Soudain, plus de bruit !
Une étrange sensation s’offre à vous.
Vous voilà maintenant suspendu à quelques dizaines de centimètres du sol et, dans un calme surréaliste, l’herbe défile à une vitesse impressionnante à portée de votre main, là juste sous le ventre du planeur.
L’avion lui, visiblement incapable de voler, continu de rouler au bout de la corde tendue.
Le planeur s’accroche à ce doux coussin d’air et malgré tous les efforts du pilote redescend doucement jusqu’à retoucher en douceur le sol et entonner pour quelques secondes un nouveau bruit de roulage.
Mais très vite, les ailes reprennent le dessus et voilà ce planeur maintenant plein de vitesse pendu à ce fil invisible qui le maintien à la hauteur de la queue de l’avion.
Déjà deux tiers de la piste avalés par ce prodigieux tandem. L’avion galère mais à force de persévérance parvient à quitter le sol.
Ce coup ci la planète s’éloigne pour de bon.
Sous vos yeux écarquillés défilent les maisons et les piscines avoisinant l’aérodrome. N’étant pas encore bien haut, vous pouvez voir un instant les gens vivre et se déplacer dans leurs jardins, dans les rues. Les voitures à cette hauteur ressemblent aux majorettes de votre enfance. Un coup d’œil à droite, un coup d’œil à gauche… c’est tout simplement magnifique.
L’avion décide du chemin à suivre et pour le moment reste assez proche du terrain.
Les autres planeurs au sol sont maintenant de bien petites croix blanches dans l’herbe et la vieille voiture de piste devenue quasi invisible.
Scrutant de toutes parts, vos yeux ne cessent de manger tous ces détails inhabituels.
Un petit coup d’œil devant, l’avion semble grimper sur une bosse invisible puis redescendre rapidement.
Un instant après, comme si vous receviez un « coup de pied aux fesses », quelque chose d’inattendu pousse sous votre siège puis s’efface brusquement en levant vos entrailles.
Vous n’aviez plus ressenti ce genre de chose depuis votre enfance sur la balançoire du jardin où en plein élan, le mouvement s’arrêtait un instant en apesanteur pour repartir de plus belle dans l’autre sens.
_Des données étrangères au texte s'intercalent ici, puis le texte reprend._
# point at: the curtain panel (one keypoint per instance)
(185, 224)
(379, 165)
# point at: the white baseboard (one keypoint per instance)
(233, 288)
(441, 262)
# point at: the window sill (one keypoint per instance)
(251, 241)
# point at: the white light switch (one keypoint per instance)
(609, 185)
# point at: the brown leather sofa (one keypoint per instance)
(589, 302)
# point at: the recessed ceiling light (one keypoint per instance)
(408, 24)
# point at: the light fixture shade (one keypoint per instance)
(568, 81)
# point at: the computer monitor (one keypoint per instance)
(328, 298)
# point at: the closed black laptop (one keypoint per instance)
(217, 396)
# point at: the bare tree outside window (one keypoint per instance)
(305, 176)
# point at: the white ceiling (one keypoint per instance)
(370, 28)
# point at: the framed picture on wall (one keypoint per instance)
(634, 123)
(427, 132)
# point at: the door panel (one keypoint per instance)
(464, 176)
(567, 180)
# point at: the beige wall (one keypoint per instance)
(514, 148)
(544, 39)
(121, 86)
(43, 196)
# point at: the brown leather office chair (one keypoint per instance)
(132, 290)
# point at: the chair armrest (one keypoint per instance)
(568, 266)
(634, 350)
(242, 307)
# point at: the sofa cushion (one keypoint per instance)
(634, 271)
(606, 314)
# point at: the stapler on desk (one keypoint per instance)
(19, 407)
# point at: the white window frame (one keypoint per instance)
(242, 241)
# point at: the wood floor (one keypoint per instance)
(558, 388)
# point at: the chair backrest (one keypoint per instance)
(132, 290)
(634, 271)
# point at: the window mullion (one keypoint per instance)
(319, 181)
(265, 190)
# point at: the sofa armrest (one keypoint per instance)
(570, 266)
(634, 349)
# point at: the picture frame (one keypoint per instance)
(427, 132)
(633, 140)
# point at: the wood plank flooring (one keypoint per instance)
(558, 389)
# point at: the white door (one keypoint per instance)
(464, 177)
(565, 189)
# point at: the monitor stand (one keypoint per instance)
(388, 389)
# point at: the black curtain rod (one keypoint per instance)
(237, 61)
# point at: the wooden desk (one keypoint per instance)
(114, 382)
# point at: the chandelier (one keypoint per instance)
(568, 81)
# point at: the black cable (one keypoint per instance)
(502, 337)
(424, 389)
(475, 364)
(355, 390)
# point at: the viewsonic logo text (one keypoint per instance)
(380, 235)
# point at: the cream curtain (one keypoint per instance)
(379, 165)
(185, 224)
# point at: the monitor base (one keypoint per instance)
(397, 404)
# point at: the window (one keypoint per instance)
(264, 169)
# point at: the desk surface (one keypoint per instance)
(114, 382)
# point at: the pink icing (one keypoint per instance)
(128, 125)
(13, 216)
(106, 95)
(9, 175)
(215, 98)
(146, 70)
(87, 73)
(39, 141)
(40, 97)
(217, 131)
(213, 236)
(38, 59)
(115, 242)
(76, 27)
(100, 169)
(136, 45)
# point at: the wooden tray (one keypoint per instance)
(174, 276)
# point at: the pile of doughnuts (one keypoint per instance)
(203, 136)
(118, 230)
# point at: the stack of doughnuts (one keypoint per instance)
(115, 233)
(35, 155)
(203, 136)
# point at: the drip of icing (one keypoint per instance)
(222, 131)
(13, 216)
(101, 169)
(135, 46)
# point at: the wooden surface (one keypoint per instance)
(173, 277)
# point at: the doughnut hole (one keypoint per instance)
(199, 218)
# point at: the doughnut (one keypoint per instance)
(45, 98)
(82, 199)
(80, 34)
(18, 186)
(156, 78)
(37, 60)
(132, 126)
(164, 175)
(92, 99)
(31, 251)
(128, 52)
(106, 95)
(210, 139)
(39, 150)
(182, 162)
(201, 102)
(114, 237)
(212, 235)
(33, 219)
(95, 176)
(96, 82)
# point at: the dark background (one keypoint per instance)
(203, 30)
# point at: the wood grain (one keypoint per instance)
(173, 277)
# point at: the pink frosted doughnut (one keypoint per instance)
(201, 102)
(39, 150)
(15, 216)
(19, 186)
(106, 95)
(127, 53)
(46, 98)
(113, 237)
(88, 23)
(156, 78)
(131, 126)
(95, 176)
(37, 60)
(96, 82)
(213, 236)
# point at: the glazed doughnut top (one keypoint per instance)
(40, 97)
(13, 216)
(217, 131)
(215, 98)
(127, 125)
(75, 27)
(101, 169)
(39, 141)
« Ahhh Ahh Ahhh, ça secoue un peu, ça va être bon ! »
Vous ne l’aviez pas entendu depuis un moment celui là, le laissant à son travail de pilote. Hypnotisé par le paysage, vous en aviez même oublié sa présence.
D’une voix sûre, il vous annonce:
« On monte encore un peu, l’avion va certainement nous amener sous les planeurs à droite en bout d’aile ! »
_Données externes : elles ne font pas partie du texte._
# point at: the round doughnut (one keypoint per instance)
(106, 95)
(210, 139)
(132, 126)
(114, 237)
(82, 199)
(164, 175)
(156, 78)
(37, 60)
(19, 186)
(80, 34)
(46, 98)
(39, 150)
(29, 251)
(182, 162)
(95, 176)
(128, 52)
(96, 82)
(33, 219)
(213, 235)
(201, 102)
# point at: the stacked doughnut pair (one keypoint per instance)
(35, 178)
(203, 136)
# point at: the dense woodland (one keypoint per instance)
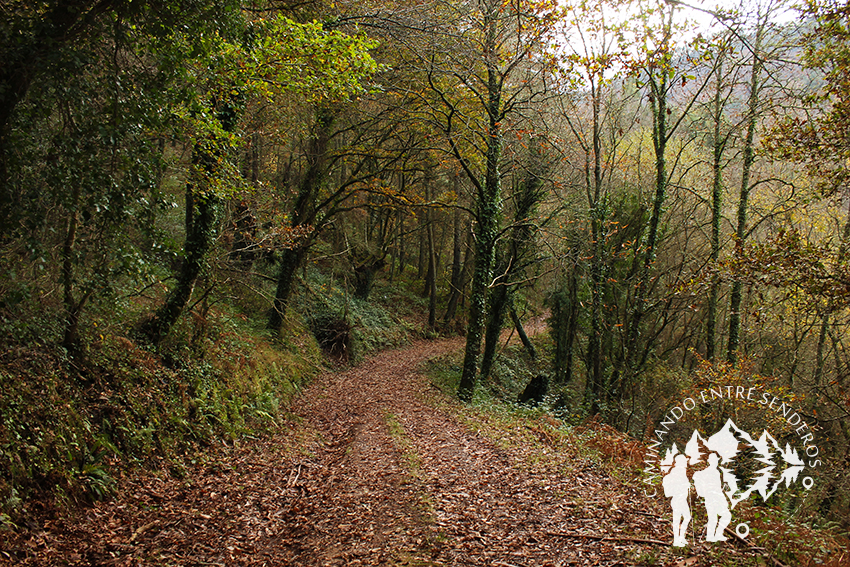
(666, 184)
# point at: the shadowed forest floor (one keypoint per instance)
(375, 466)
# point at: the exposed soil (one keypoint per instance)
(374, 468)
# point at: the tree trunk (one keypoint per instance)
(71, 339)
(200, 237)
(523, 336)
(459, 285)
(290, 261)
(716, 216)
(303, 214)
(488, 213)
(736, 296)
(499, 299)
(432, 279)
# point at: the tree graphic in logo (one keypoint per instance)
(713, 463)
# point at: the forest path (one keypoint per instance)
(375, 467)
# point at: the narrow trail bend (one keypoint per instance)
(370, 471)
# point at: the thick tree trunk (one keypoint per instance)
(716, 217)
(488, 213)
(462, 280)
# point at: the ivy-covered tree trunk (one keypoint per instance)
(523, 336)
(201, 231)
(303, 214)
(460, 277)
(719, 144)
(488, 211)
(625, 371)
(499, 300)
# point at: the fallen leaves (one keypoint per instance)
(339, 488)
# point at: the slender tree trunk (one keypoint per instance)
(523, 336)
(459, 286)
(488, 212)
(200, 237)
(432, 279)
(597, 216)
(303, 214)
(716, 217)
(658, 100)
(736, 296)
(71, 338)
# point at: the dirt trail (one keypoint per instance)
(369, 472)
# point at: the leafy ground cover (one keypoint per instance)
(375, 465)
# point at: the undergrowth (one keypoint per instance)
(70, 426)
(566, 441)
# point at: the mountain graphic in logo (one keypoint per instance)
(724, 469)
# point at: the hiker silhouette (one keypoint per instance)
(708, 484)
(677, 486)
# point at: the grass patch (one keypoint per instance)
(69, 427)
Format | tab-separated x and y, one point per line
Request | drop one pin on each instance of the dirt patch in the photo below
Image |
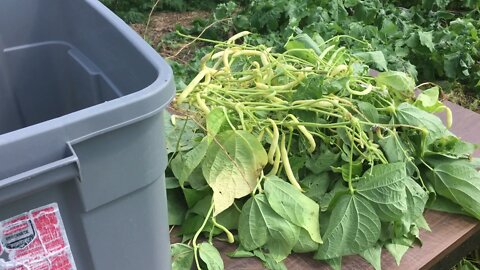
163	23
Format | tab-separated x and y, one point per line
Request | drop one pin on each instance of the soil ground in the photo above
164	23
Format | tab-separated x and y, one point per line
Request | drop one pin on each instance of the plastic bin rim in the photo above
158	90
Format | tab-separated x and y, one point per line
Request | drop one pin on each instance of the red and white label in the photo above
35	241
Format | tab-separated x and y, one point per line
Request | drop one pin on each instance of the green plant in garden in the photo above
306	151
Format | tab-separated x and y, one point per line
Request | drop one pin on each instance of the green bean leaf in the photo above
232	166
182	256
293	206
261	226
384	187
459	183
353	227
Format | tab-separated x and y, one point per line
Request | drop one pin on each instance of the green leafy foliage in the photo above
305	151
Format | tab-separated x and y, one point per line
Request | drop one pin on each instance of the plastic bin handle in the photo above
30	181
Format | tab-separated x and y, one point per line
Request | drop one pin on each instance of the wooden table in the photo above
452	236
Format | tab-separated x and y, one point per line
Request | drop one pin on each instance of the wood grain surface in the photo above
451	238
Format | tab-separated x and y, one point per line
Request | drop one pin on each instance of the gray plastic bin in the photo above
81	101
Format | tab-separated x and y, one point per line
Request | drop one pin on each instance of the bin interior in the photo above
61	56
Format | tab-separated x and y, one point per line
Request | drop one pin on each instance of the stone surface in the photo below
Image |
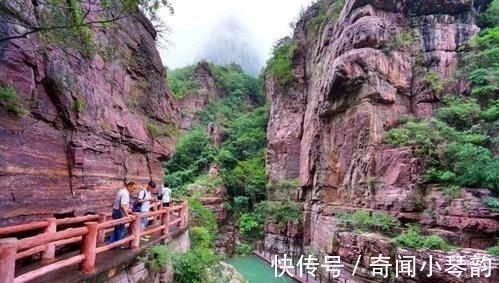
353	81
64	158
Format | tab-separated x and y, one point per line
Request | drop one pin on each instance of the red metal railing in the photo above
91	238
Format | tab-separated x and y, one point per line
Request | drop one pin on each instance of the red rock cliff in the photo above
90	124
351	82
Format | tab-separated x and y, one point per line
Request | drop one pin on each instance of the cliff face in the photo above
352	81
90	124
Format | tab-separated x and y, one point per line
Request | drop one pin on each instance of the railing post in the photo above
165	220
182	214
135	231
101	234
48	255
88	248
8	250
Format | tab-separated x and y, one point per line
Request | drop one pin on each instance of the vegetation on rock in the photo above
280	64
458	144
413	238
12	101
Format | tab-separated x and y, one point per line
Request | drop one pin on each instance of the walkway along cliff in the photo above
357	67
80	120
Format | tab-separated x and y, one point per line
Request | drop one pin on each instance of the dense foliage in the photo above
242	115
413	238
280	64
363	220
68	24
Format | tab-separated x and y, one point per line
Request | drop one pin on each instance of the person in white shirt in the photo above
145	198
166	195
121	209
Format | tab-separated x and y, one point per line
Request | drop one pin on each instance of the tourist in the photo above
121	209
166	195
145	198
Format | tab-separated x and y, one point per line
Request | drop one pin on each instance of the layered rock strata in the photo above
87	124
352	81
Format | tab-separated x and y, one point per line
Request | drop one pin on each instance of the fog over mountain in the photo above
232	42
Vous tournez la tête et cherchez longuement du regard mais vous ne voyez rien !
Vous voyant tel un grand Duc, les cervicales en butée encore en train de chercher ces invisibles planeurs, votre pilote vous vient en aide.

« Il faut regarder un peu plus haut, ils sont au dessus du silo agricole, sous le cumulus en bout d’aile mais plus haut que nous donc dans le ciel, ahhh ahhh ».
« Oui, ahh ahh, je les ai vus ! »… Pourquoi je dis « ah ah » comme un débile ?

Et en effet, l’avion s’en approche et à son rythme vous amène juste dessous.
Le remorqueur semble d’un coup monter … puis … le coup de pied aux fesses, l’avion s’incline à gauche, votre pilote en fait autant avec son planeur puis … « Blang !! », un sale bruit de ferraille.
Le câble de remorquage se tortille en suivant cet avion qui s’éloigne maintenant de vous en s’inclinant de plus belle pour finalement … plonger vers le terrain.
Magnifique !!!

Mais au fait !?! On a plus de moteur !!!!
Le mental prend le dessus, un court moment de frayeur vous envahit.
Ça vous fait tout bizarre, c’est sûrement dans la tête … mais ce planeur, dans l’inconscient collectif, on n’a pas envie qu’il soit comme ça tranquillement à l’horizontale sans l’aide d’un engin motorisé.
On l’imagine, comme un avion en papier, tomber, ralentir ou avoir une pente telle que son vol plané soit tristement court… mais il n’en est rien !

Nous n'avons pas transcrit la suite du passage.